A recent presentation to the Oak Park and River Forest High School District 200 Board of Education by OPRF Principal Nathaniel Rouse showed that 245 people were prohibited from enrolling at the high school during the 2017-18 school year after residency checks found that they did not live in the school district.
Most of those students denied enrollment, Rouse said, were attempting to transfer from, “or already lived in,” Chicago’s Austin neighborhood, Forest Park, Maywood, Berwyn and Bellwood.
Rouse’s report showed that the number of residency cases determined ineligible and the number of questionable cases that the district had to look into have risen markedly over the last five years.
Between the 2013-14 and 2017-18 school years, the number of questionable cases has increased by around 30 percent — from 853 to 1,102. During that same period, the number of cases determined ineligible increased by nearly 47 percent — from 167 to 245.
In his report, Rouse explained that “it’s almost impossible” for the district to know the schools those students were registered to when they were trying to enroll at OPRF.
Questionable enrollment cases at OPRF last year came up during the school’s residency verification period last June, during which the district’s verification staff reviewed information that was submitted online and compared it to residency documentation that families provided.
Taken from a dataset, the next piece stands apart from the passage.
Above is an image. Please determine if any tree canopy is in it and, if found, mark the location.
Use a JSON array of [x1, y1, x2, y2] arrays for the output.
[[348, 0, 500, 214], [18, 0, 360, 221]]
Enrollment and residency verification applies to all incoming freshmen at OPRF, according to a letter the district sent to families on April 18.
The residency verification process is “to help ensure that only students who legally reside within the District’s boundaries receive educational services funded by District tax dollars.”
Rouse said that enrollment issues are typically prompted by a variety of red flags, including “expired leases with insufficient proofs of address or fraudulent proofs of residency,” claims of “live-in situations” that were ruled invalid after home visits, calls from landlords alerting the district that their tenants had moved out of the area and returned mail, among other things.
The principal added that some strategies the verification staff uses to determine residency include “follow-up phone calls with families, landlords and previous schools, public database checks, home visits, interviews and surveillances.”